Nongolfers have it wrong about Mark Twain

Blogging, like brushing one's teeth, ought to be a daily activity. The main difference is, one only needs to take two minutes; the other, if you're doing it well, can take much longer.

I'll leave it to you to guess which is which.

So I created a bit of a dilemma for myself with this blog, where I'm supposed to write about taking up the sport anew after a long layoff and making progress (or not) in a quest for a below-100 score. I don't play golf every day, you see. I don't even go to the driving range more than once a week.

To be completely frank, I only went to the driving range once, two weeks ago, since digging my clubs out of the basement.

But golf is a sport that allows lots of time for contemplation. When you're not on the course, it's still easy to think about golf, whether pondering The Game or simply a game in the past. (In my head I've been reliving the par I got on the front nine of Village Greens earlier this week; my best tee shot ever.) So I'm afraid, dear reader, that on the days I don't have thrilling tales of birdies and niblicks, I will share my thoughts on golfing miscellany.
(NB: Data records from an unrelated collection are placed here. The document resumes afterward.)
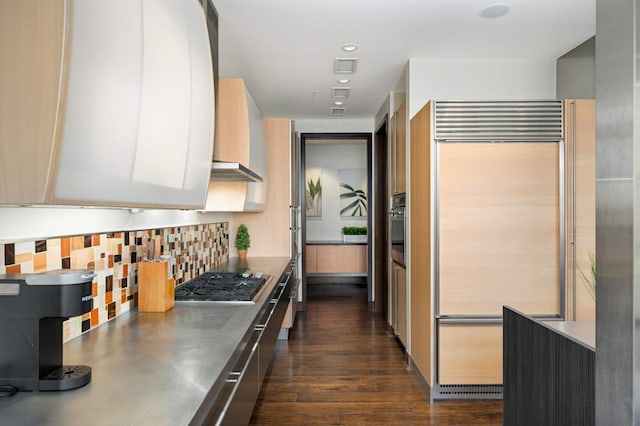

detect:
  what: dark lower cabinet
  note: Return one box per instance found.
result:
[503,306,595,426]
[203,270,291,425]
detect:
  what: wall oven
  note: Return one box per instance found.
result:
[391,194,406,266]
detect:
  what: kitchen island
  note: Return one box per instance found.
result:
[0,257,289,426]
[503,306,595,426]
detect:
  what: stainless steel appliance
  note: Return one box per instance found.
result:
[0,269,95,391]
[390,194,406,266]
[175,272,269,304]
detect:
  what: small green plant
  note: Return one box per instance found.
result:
[236,224,251,250]
[342,226,367,235]
[578,253,596,301]
[340,182,367,216]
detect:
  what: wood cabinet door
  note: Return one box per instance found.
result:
[393,264,407,347]
[438,143,561,316]
[304,246,318,274]
[314,244,367,274]
[438,324,502,385]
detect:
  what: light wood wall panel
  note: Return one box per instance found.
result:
[565,99,596,321]
[407,102,435,385]
[439,143,560,315]
[438,324,502,385]
[0,0,71,204]
[230,118,291,257]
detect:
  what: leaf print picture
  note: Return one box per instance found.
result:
[305,169,322,217]
[339,169,367,217]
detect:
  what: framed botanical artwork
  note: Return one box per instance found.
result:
[304,169,322,217]
[338,169,367,217]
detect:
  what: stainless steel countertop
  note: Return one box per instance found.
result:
[305,240,368,246]
[0,257,289,426]
[543,321,596,351]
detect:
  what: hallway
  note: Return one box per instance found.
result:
[251,284,502,426]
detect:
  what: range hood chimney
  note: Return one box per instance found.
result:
[211,161,262,182]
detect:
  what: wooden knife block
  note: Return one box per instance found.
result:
[138,262,175,312]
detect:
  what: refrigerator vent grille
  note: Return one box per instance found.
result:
[431,384,502,399]
[435,100,562,142]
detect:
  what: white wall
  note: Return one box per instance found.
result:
[0,207,231,243]
[408,58,556,118]
[294,118,374,133]
[305,143,371,241]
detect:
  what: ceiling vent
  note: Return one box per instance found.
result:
[333,58,358,74]
[331,87,351,99]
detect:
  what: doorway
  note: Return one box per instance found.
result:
[300,133,386,312]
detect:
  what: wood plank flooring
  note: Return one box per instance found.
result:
[251,284,502,426]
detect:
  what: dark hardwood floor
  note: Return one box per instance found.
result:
[251,284,502,426]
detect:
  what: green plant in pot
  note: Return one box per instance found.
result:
[342,226,367,242]
[236,223,251,259]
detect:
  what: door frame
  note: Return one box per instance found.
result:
[299,132,376,311]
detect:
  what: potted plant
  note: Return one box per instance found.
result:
[236,223,251,259]
[342,226,367,243]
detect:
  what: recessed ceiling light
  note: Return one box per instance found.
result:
[331,87,351,99]
[480,3,511,19]
[333,58,358,74]
[340,43,358,52]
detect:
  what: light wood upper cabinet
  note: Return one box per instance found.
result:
[305,244,367,274]
[409,102,435,385]
[393,102,407,194]
[0,0,214,208]
[230,118,292,256]
[205,78,269,212]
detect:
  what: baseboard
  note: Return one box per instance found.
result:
[407,355,433,404]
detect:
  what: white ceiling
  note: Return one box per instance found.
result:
[212,0,595,118]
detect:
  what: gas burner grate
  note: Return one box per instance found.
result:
[175,272,266,302]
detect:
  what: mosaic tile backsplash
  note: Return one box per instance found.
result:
[0,222,229,342]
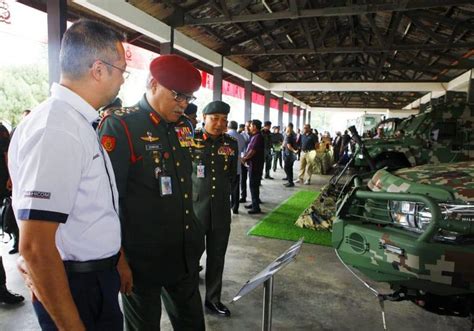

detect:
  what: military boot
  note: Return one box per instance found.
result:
[0,257,25,305]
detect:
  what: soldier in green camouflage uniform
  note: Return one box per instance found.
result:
[192,101,238,316]
[98,55,205,330]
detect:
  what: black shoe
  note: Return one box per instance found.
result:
[0,288,25,305]
[204,300,230,317]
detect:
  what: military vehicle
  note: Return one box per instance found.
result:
[332,161,474,318]
[347,114,382,135]
[354,97,474,170]
[372,117,403,138]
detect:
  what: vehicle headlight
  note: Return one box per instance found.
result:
[388,201,474,241]
[388,201,419,232]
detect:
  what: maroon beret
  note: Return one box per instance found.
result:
[150,54,201,94]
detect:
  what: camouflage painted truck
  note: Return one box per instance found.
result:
[353,102,474,170]
[332,161,474,318]
[295,100,474,230]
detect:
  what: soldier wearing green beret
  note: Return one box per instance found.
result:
[99,55,205,330]
[192,101,238,316]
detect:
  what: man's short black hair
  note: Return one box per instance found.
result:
[59,19,125,79]
[227,121,237,130]
[252,120,262,130]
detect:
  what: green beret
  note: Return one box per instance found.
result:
[202,101,230,115]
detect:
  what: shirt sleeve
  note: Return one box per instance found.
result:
[98,116,131,199]
[13,128,84,223]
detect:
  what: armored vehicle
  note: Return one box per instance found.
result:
[332,161,474,317]
[354,102,474,170]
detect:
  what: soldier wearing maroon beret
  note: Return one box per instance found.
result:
[192,101,238,316]
[99,55,205,330]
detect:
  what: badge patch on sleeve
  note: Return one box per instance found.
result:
[100,135,117,153]
[24,191,51,199]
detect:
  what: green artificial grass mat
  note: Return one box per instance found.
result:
[247,191,331,246]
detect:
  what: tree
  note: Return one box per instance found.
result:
[0,64,48,127]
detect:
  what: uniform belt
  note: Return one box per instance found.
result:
[63,252,120,273]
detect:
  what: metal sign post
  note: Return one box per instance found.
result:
[232,238,303,331]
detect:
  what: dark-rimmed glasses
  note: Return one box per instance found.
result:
[170,90,196,103]
[99,60,130,79]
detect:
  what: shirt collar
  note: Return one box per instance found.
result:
[51,83,99,123]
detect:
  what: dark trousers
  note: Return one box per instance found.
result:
[0,256,7,290]
[283,155,295,183]
[33,269,123,331]
[240,164,249,200]
[206,224,230,303]
[273,151,283,171]
[265,150,272,177]
[122,272,206,331]
[230,175,240,211]
[249,171,262,210]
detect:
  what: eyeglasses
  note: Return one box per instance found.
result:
[99,60,130,79]
[170,90,196,103]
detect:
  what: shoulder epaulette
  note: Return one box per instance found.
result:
[110,106,140,117]
[224,133,237,141]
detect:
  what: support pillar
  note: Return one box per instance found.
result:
[288,102,296,124]
[278,98,283,130]
[160,29,174,55]
[296,106,301,129]
[263,91,273,124]
[467,69,474,105]
[244,80,252,121]
[46,0,67,86]
[212,66,224,101]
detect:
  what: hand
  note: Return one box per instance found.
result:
[117,252,133,295]
[16,256,41,301]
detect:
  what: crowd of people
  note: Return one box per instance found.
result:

Which brings me to Mark Twain.

The common belief is that America's first great humorist once said of golf that it is "a good walk spoiled." Sportswriter John Feinstein used that phrase for the title of his book about the PGA tour and you hear it from just about anyone who disparages the game.

You can see why: It's short, pithy and mildly insulting without being offensive. There's just one problem: Mark Twain probably didn't say it.

I intended to write a post about how America's first great humorist dissed the game and analyze his reasons for poking fun at golf. I'm sure they would have been fun. But some quick research convinced me that of all the quips Mark Twain made, calling golf a good walk spoiled was not one of them.

The good folks at Quote Investigator came up with some convincing evidence that the saying originated somewhere besides Twain's pen. F. W. Payn, for instance, in "Secrets of Lawn Tennis," published in 1902, referred to a jockey who said of golf that it "merely spoilt a good walk."

As Yogi Berra could sympathize with Twain. He was once (possibly mis-)quoted saying "I never said half the things I said."

I can laugh at the saying, regardless of who coined it. But since taking up the sport this second time around, I respectfully disagree with the sentiment. For all its frustration, golf has a meditative quality I didn't appreciate the first time around.

Because even for duffers and foozlers like me, the object of the game -- hit a tiny ball into a larger hole -- doesn't warrant the stress, frustration and anger that some people (me included, sometimes) get from it.

Why, after all, would you want to spoil a perfectly good walk?